空いていた椅子のひとつに、女性が腰掛ける。着き従っていた侍女が、青いローブを女性の肩にかける。その間にも、侍女から渡されたペンを手に、女性はミシンか何かのような手際で、書類に臺押(サインのこと)を書き連ねていく。
「座ってください」
クニカとチャイハネに向かって、女性は――プヴァエティカは、言った。プヴァエティカ・トレ=ウルトラ。クニカたちの庇護者であると同時に、このウルトラ領を治める巫皇である。
「珍しいですね、臺下」
チャイハネが言った。「臺下」とは、巫皇への敬称である。
「あなたの講義を聴きに来ました。あ、これは却下。『説明を尽くしてください』と、長老に言いなさい」
書類の一片を侍女に突き返しながら、プヴァエティカは、脇の下を無造作に掻く。「ボリボリ」という音が、隣に座るクニカのところまで聞こえてきた。
プヴァエティカが全裸で登場したのは、禊を済ましていたからである。天体の運行、巫皇の生まれた年月日、月経の周期、といった様々な要素により、禊の頻度は決まる。しばらく間隔が開くときもあれば、日によって何度も禊を行わなければならないときもある。
プヴァエティカに初めて会った日のことを、クニカは思い出す。あのとのプヴァエティカも、全裸だった。そのような儀礼があるとは知らず、クニカは度肝を抜かれたものだった。
「それは残念」
チャイハネは肩をすくめてみせる。
「いま終わったところです」
「なるほど」
机の上でだらしなく肘をつきながら、プヴァエティカは黒板を眺める。
「板書を見る限りでは、私からも補足できることがありそうです」
「あはん?」
「ビスマーの巫皇ですが、三か月前に新しい巫皇が立ちました」
「えぇ?」
チャイハネが目を丸くする。
「知らなかったな」
「人選は去年に済んでいましたが、即位灌頂の儀が遅れていました」
「新しい巫皇って、どんな人なんですか?」
興味本位から、クニカは尋ねる。
「会ってみてのお楽しみです」
数編の書類に臺押を記しながら、プヴァエティカは言う。
「会う、って」
チャイハネは眉をひそめる。
「いつ会えるかも分からないのに」
「それは大丈夫」
そう言いながら、プヴァエティカは腕を伸ばした。念力にたぐり寄せられ、プヴァエティカの手元に壺が引き寄せられる。その壺の中に、プヴァエティカは痰を吐き捨てる。

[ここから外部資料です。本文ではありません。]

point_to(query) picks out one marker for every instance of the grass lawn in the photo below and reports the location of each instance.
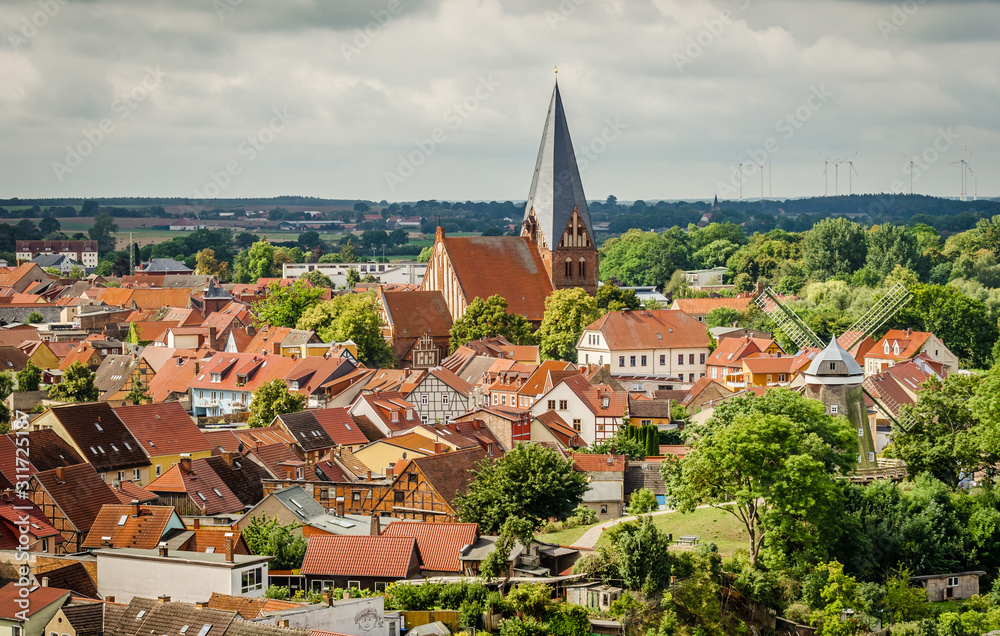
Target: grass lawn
(565, 537)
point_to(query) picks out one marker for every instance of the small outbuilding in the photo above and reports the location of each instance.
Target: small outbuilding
(944, 587)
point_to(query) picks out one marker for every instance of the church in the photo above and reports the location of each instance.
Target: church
(555, 250)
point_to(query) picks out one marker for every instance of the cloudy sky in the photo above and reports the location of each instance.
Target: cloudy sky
(411, 99)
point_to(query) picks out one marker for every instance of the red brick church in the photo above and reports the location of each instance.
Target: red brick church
(556, 248)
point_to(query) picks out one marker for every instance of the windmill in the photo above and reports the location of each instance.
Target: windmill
(826, 180)
(834, 377)
(965, 167)
(852, 171)
(741, 164)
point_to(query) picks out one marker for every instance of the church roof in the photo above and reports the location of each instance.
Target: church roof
(834, 353)
(506, 265)
(556, 188)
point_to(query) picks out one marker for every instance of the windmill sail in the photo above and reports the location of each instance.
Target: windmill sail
(878, 315)
(786, 320)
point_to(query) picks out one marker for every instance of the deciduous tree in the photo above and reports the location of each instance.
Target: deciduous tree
(567, 313)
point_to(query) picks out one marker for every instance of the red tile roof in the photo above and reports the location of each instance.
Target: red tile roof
(599, 463)
(656, 329)
(440, 544)
(163, 429)
(382, 556)
(38, 599)
(515, 271)
(119, 526)
(340, 426)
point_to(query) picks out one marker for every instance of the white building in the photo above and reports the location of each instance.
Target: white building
(399, 272)
(186, 577)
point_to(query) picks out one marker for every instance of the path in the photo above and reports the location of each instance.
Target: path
(590, 537)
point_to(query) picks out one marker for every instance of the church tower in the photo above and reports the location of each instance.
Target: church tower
(556, 218)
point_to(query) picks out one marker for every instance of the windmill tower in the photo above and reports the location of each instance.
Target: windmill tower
(834, 377)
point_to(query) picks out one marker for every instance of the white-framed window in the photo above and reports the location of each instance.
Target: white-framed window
(252, 580)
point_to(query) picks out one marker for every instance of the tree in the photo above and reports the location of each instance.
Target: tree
(255, 263)
(645, 258)
(266, 536)
(139, 393)
(273, 399)
(942, 440)
(644, 559)
(352, 317)
(834, 246)
(770, 461)
(489, 318)
(531, 481)
(207, 265)
(29, 378)
(103, 231)
(964, 324)
(77, 385)
(643, 501)
(284, 306)
(567, 313)
(891, 245)
(610, 297)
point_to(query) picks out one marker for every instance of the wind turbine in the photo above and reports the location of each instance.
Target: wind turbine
(826, 180)
(851, 172)
(965, 166)
(741, 164)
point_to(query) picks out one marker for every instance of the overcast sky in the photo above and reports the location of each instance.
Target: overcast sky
(415, 99)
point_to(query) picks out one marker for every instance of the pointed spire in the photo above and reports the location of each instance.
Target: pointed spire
(556, 188)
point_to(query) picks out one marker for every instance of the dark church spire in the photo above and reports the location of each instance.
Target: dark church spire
(556, 188)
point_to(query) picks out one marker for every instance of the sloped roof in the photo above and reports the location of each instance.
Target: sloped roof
(163, 429)
(102, 437)
(655, 329)
(515, 271)
(440, 544)
(80, 494)
(414, 313)
(340, 426)
(556, 187)
(119, 526)
(380, 556)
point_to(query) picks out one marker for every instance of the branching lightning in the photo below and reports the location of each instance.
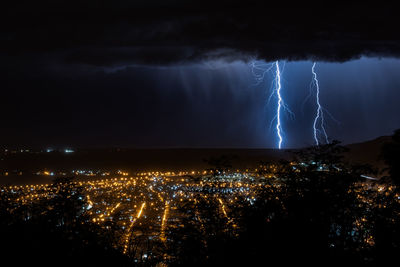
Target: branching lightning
(278, 110)
(319, 121)
(259, 71)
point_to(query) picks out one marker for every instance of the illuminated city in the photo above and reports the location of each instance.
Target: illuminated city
(174, 133)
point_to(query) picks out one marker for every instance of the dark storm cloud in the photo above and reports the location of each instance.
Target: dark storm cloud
(117, 33)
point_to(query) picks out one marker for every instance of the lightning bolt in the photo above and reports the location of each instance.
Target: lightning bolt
(319, 117)
(278, 88)
(259, 71)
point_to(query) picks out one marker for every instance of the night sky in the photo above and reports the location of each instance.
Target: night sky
(169, 74)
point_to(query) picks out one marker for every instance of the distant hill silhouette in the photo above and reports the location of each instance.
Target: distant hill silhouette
(368, 152)
(137, 160)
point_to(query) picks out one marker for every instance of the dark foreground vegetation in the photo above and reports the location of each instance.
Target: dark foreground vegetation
(318, 211)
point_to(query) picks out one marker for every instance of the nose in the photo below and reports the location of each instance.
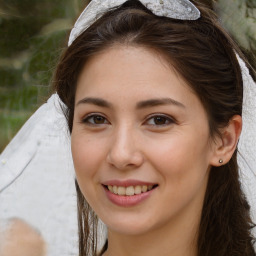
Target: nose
(125, 151)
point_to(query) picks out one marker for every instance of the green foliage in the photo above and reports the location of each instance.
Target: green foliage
(34, 32)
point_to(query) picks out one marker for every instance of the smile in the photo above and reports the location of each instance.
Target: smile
(129, 191)
(127, 195)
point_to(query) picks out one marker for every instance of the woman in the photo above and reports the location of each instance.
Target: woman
(154, 109)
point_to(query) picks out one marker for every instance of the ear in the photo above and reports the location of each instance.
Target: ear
(225, 145)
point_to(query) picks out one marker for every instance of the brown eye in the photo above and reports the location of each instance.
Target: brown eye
(99, 120)
(159, 120)
(95, 120)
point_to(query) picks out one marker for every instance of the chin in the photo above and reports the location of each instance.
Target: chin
(128, 226)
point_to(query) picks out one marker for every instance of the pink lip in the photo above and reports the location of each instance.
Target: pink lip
(127, 183)
(127, 201)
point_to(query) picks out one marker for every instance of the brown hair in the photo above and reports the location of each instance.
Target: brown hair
(203, 54)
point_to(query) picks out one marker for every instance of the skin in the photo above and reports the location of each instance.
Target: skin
(128, 142)
(20, 239)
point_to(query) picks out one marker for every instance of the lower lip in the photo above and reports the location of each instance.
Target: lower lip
(127, 201)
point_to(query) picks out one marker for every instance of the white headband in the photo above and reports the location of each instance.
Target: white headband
(176, 9)
(17, 156)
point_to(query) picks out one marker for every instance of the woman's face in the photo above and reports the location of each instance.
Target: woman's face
(140, 142)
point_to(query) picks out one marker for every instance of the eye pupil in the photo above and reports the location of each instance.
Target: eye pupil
(160, 120)
(98, 120)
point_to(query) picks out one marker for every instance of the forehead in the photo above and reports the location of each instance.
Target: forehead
(130, 69)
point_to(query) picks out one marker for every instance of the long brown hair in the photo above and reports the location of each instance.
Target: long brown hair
(203, 54)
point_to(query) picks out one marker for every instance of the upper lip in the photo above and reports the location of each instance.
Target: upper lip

何だかな、と、そんなプヴァエティカの様子を見て、クニカは思う。
プヴァエティカに会う前まで、クニカは巫皇を、“巫女”に近いものとして想像していた。神に仕える存在で、清楚で、つつましく、「男の人と手を繋いだことさえありません」のような、そんな存在だと思っていた。

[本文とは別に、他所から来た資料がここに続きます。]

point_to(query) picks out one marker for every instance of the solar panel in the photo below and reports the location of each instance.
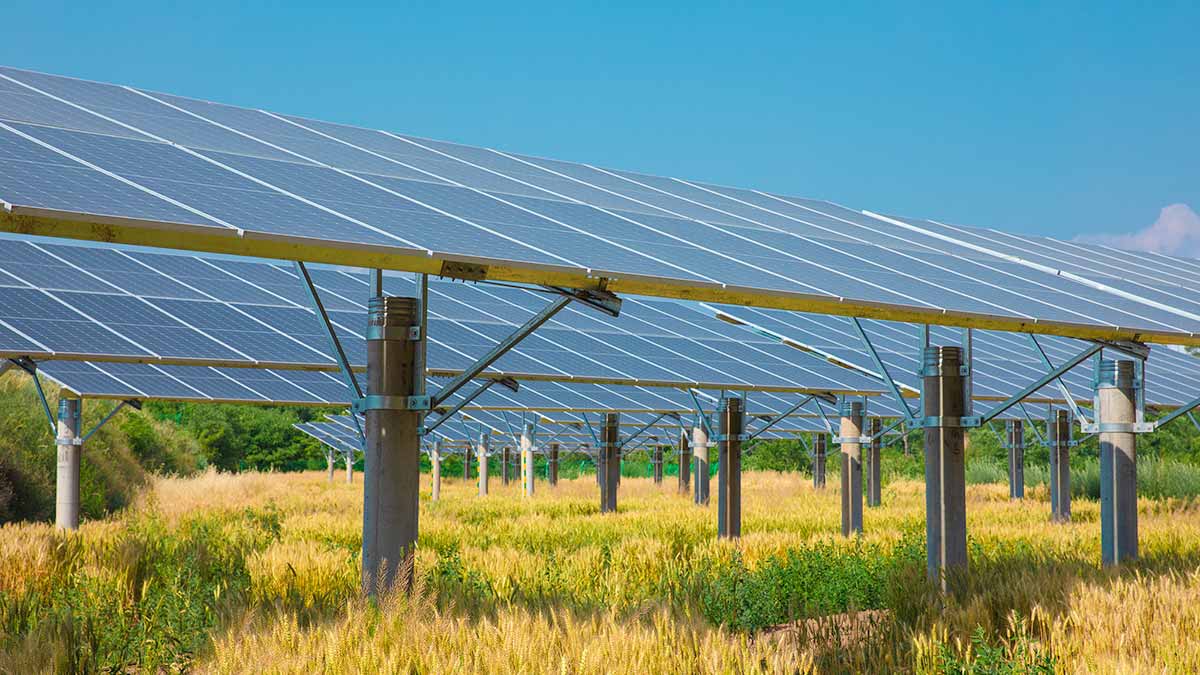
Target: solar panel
(249, 314)
(180, 173)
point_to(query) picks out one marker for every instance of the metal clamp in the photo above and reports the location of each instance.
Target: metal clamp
(411, 333)
(720, 437)
(378, 401)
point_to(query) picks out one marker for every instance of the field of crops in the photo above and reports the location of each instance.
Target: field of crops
(259, 572)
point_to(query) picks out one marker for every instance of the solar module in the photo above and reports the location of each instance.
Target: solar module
(213, 311)
(99, 161)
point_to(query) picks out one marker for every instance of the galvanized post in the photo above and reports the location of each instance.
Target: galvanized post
(436, 470)
(874, 487)
(946, 525)
(1119, 461)
(684, 463)
(819, 458)
(1060, 466)
(70, 446)
(481, 458)
(729, 457)
(527, 472)
(610, 447)
(391, 488)
(851, 467)
(1015, 459)
(700, 452)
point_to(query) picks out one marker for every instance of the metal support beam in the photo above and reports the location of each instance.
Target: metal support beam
(946, 525)
(684, 463)
(70, 448)
(481, 458)
(729, 470)
(1060, 467)
(780, 417)
(335, 344)
(1119, 461)
(851, 469)
(527, 472)
(874, 452)
(436, 471)
(391, 485)
(820, 444)
(700, 454)
(501, 348)
(1015, 430)
(610, 461)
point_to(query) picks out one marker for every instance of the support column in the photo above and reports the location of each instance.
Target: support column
(481, 458)
(874, 452)
(851, 467)
(1015, 459)
(1060, 466)
(1119, 463)
(700, 454)
(946, 517)
(729, 457)
(684, 463)
(391, 485)
(527, 472)
(436, 470)
(70, 446)
(610, 464)
(820, 443)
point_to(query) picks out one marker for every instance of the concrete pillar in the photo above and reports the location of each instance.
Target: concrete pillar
(874, 478)
(1060, 466)
(527, 471)
(700, 455)
(70, 446)
(729, 457)
(820, 442)
(481, 458)
(610, 461)
(436, 470)
(851, 467)
(1119, 463)
(391, 485)
(1015, 459)
(946, 517)
(684, 463)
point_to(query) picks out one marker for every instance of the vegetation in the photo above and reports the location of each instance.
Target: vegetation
(259, 572)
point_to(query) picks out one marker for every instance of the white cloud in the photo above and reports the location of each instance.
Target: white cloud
(1176, 232)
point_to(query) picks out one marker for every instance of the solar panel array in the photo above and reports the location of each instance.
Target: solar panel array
(109, 304)
(1005, 363)
(177, 172)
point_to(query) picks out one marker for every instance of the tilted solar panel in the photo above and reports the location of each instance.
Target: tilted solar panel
(90, 160)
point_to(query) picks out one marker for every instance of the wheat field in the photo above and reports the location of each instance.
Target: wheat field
(258, 572)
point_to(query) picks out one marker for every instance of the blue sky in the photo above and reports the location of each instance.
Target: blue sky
(1065, 120)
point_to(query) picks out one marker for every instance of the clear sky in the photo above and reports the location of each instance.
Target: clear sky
(1074, 119)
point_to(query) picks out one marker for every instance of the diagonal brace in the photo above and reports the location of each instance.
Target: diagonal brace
(1039, 383)
(780, 417)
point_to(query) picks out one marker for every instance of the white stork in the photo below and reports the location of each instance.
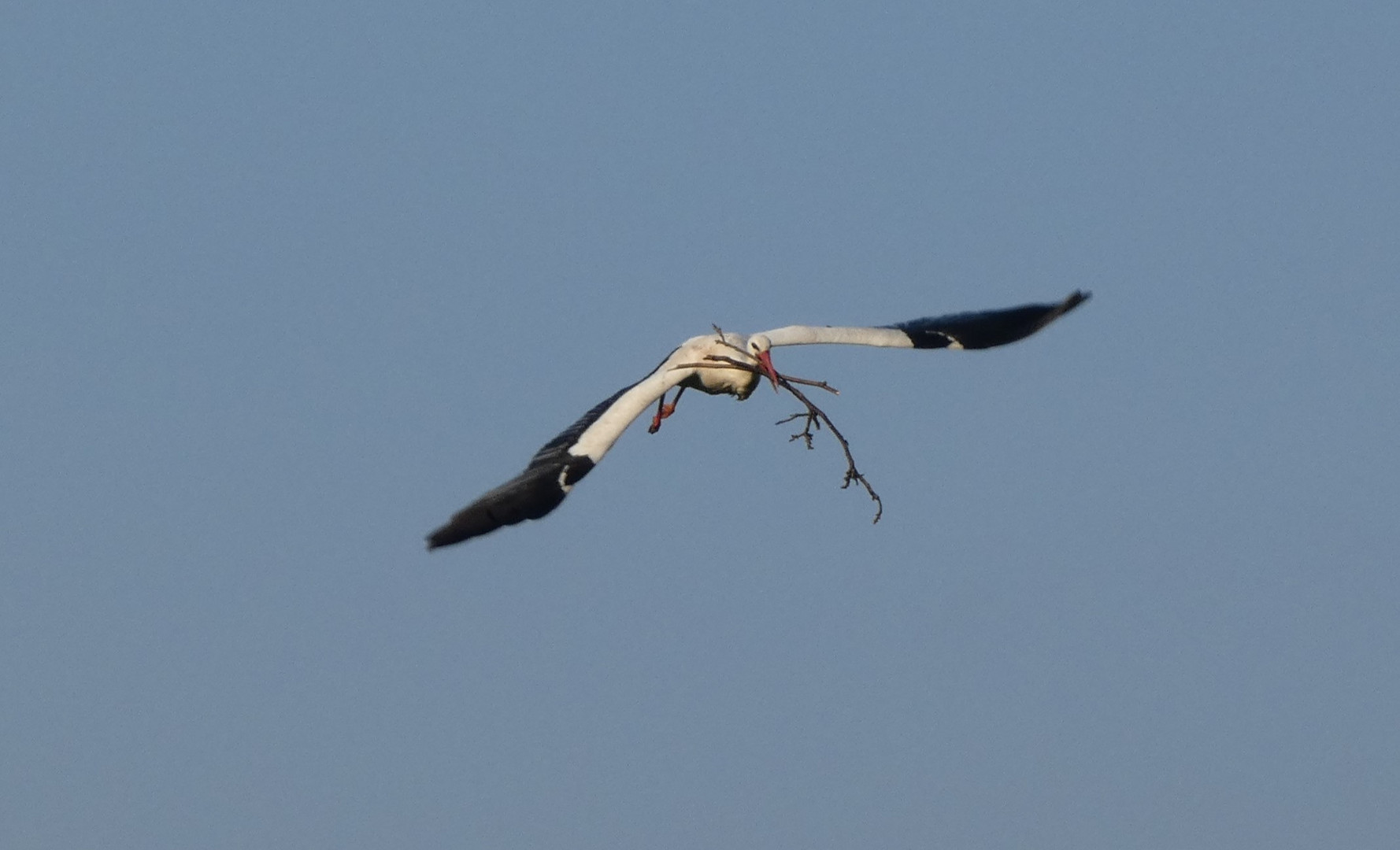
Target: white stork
(699, 363)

しかし、プヴァエティカを見てほしい。もちろん、気品がないわけではない。育ちの良さは、端々からうかがい知ることができる。しかし、宮殿内を全裸で徘徊するし、人前で無造作に脇の下を掻くし、痰壺には豪快に痰を吐く。プヴァエティカは、清楚さというよりも、むしろ精悍さのほうが目立った。
「明日来る……?」
と、「わたしの考える理想の巫皇」に思いを馳せていたために、プヴァエティカとチャイハネの会話を、クニカは聞き逃していた。
「そうです」
ビスマーの巫皇が、使節を伴って、ウルトラまでやって来るという。
「それは急な話で」
「ええ。ただ、臺押はしてしまいました」
書類の一片を手でつまむと、プヴァエティカはそれを、クニカとチャイハネの前ではためかせる。“ビスマー巫皇のご滞在に関する件”と、書類には書かれている。
黒板に書かれている南大陸の地図に、クニカは目を細める。冒険でクニカが旅したのは、チカラアリとウルトラだけである。ビスマーからどのような巫皇がやって来るのか、クニカはわくわくした。

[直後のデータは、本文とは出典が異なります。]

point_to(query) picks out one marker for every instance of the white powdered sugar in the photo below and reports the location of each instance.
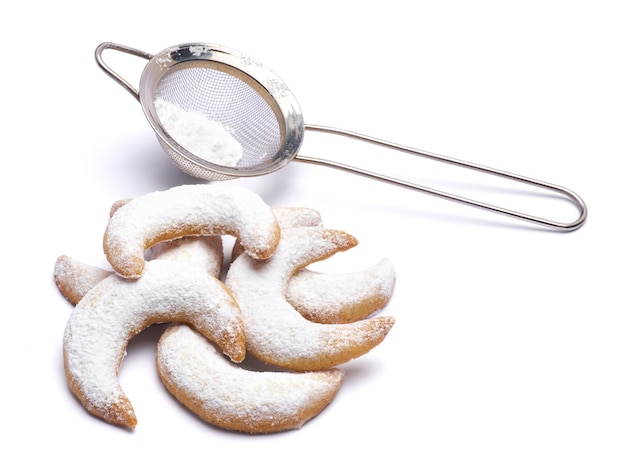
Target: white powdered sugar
(115, 310)
(203, 137)
(188, 210)
(275, 332)
(232, 397)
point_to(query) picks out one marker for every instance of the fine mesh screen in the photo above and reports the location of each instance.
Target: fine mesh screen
(224, 98)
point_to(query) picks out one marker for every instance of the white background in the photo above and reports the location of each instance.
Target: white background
(509, 349)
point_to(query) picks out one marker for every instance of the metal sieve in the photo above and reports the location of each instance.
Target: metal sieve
(256, 108)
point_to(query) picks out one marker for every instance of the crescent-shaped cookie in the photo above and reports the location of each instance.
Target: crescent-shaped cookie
(187, 210)
(333, 298)
(228, 396)
(116, 309)
(340, 298)
(275, 332)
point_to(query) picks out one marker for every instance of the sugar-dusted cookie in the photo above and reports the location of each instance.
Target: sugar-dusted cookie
(337, 298)
(333, 298)
(275, 332)
(228, 396)
(116, 309)
(188, 210)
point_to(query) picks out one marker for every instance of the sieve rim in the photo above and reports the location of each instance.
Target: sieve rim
(263, 80)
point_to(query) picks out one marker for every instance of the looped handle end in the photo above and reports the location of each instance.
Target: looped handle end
(110, 72)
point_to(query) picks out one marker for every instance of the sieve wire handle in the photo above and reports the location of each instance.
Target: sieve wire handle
(110, 72)
(560, 226)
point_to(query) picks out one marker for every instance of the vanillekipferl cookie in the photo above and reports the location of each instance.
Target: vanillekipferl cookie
(275, 332)
(228, 396)
(187, 210)
(116, 309)
(165, 272)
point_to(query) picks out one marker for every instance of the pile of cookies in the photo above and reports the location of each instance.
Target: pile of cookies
(167, 255)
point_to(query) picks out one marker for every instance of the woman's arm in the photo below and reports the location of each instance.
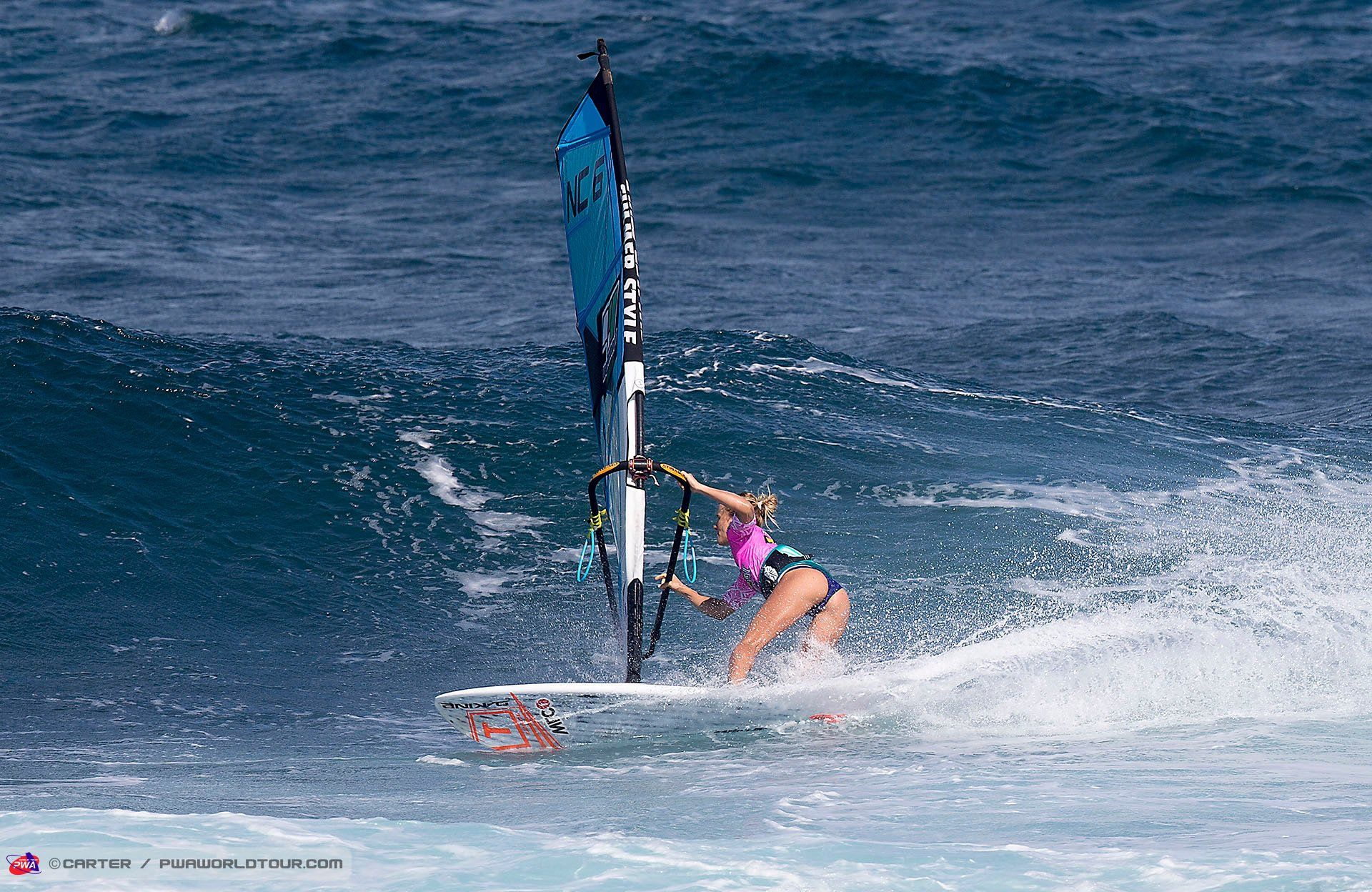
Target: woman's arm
(715, 608)
(733, 501)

と、突然、地鳴りのような音が、クニカの隣から聞こえてくる。目を向けてみれば、プヴァエティカが自分のお腹をさすっていた。
「お腹が空きましたね」
「朝食はまだですか、臺下?」
チャイハネが尋ねる。
「ええ。これから朝餉を食べます。どうです、クニカ?」
「え?」
「せっかくですから、一緒に食べませんか?」
髪のひと房を指に巻きつけながら、プヴァエティカは言った。
「チャイ、もうひとつ補足がありました」
「何です?」
「朝餉は、第三次即位灌頂戦争の後にできた伝統です。戦争中はウルトラの物資もひっ迫し、巫皇でさえも食べ物に困る有様でした。そこで、当時ウルトラにあった菓子屋が、巫皇のために餅を供するようになった。これが伝統の始まりです」
「へえ」
「何を言いたいかというと」
プヴァエティカは続ける。
「とてもまずい、ということです。当時の巫皇は『餅はまだか』と待ち望んだそうですが、今はそういう時代ではありません。本当に何の味もないただの餅で、一口噛んだだけで口中の水分が全て持っていかれます。どうです、クニカ? 一緒に食べませんか?」
誰かに操られでもしないかぎり、そんな話を聞かされた後に、「はい! もちろんです臺下!」などと言う人間はいないだろう。転生する前、ニホンに住んでいた時だって、餅を喉に詰まらせて、大勢の人が亡くなっている。味のないお餅を口にしなければならないとしたら、それだけで勤行である。功徳が積めれば良いが、クニカは既に、“おおさじ亭”でバインミーを食べている。だから、「せっかくですけど、遠慮します」と断ろう。
「はい! もちろんです臺下!」
クニカは叫んだ。
「素晴らしい返事です」
プヴァエティカは嬉しそうだった。まるで、「これで道連れができた」とでも言わんばかりの表情だった。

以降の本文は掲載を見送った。